What do (lambda) function closures capture?

Boaz picture Boaz · Feb 19, 2010 · Viewed 51.8k times · Source

Recently I started playing around with Python and I came around something peculiar in the way closures work. Consider the following code:

adders=[None, None, None, None]

for i in [0,1,2,3]:
   adders[i]=lambda a: i+a

print adders[1](3)

It builds a simple array of functions that take a single input and return that input added by a number. The functions are constructed in for loop where the iterator i runs from 0 to 3. For each of these numbers a lambda function is created which captures i and adds it to the function's input. The last line calls the second lambda function with 3 as a parameter. To my surprise the output was 6.

I expected a 4. My reasoning was: in Python everything is an object and thus every variable is essential a pointer to it. When creating the lambda closures for i, I expected it to store a pointer to the integer object currently pointed to by i. That means that when i assigned a new integer object it shouldn't effect the previously created closures. Sadly, inspecting the adders array within a debugger shows that it does. All lambda functions refer to the last value of i, 3, which results in adders[1](3) returning 6.

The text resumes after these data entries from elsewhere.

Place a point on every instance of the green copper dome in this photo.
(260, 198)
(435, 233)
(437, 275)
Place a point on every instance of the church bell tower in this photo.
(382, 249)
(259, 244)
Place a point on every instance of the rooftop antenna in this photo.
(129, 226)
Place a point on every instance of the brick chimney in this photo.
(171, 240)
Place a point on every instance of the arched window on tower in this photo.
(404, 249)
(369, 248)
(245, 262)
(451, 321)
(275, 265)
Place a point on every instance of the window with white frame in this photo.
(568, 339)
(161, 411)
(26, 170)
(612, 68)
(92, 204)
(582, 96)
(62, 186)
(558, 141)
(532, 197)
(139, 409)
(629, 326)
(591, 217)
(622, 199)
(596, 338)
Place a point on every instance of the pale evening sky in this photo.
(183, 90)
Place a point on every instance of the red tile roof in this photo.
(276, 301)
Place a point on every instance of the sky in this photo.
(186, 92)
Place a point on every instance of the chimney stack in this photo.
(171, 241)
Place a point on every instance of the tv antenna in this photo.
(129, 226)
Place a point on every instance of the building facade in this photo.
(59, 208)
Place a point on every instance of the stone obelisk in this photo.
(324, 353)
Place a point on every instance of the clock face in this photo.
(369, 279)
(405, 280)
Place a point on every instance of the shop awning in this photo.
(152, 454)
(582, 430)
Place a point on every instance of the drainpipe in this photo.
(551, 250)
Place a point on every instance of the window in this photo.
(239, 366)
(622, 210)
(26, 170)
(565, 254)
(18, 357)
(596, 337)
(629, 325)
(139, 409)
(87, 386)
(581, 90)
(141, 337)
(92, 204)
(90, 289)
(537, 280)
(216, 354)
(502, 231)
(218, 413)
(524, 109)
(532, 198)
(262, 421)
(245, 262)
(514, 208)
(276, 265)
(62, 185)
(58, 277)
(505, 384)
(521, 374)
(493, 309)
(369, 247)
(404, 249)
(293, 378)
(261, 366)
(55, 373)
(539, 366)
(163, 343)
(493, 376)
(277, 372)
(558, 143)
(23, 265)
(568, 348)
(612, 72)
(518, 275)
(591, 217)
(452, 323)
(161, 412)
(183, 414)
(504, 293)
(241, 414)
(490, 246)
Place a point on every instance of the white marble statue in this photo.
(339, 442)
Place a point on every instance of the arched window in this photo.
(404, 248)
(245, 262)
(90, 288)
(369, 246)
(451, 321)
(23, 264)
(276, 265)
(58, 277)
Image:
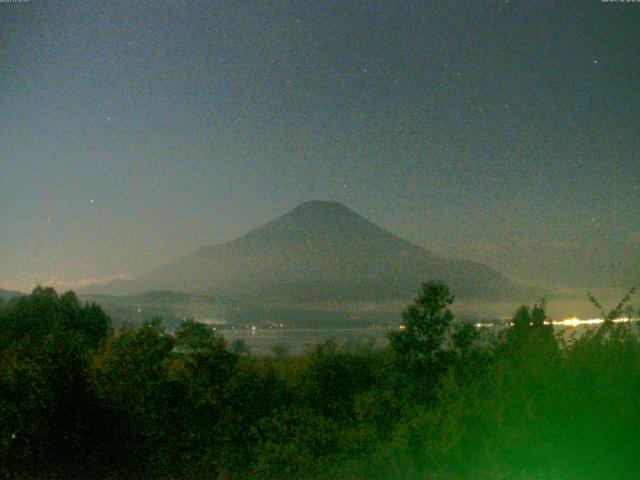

Which make me wonder about the following:

  • What do the closures capture exactly?
  • What is the most elegant way to convince the lambda functions to capture the current value of i in a way that will not be affected when i changes its value?

Answer

Adrien Plisson picture Adrien Plisson · Feb 19, 2010

you may force the capture of a variable using an argument with a default value:

>>> for i in [0,1,2,3]:
...    adders[i]=lambda a,i=i: i+a  # note the dummy parameter with a default value
...
>>> print( adders[1](3) )
4

the idea is to declare a parameter (cleverly named i) and give it a default value of the variable you want to capture (the value of i)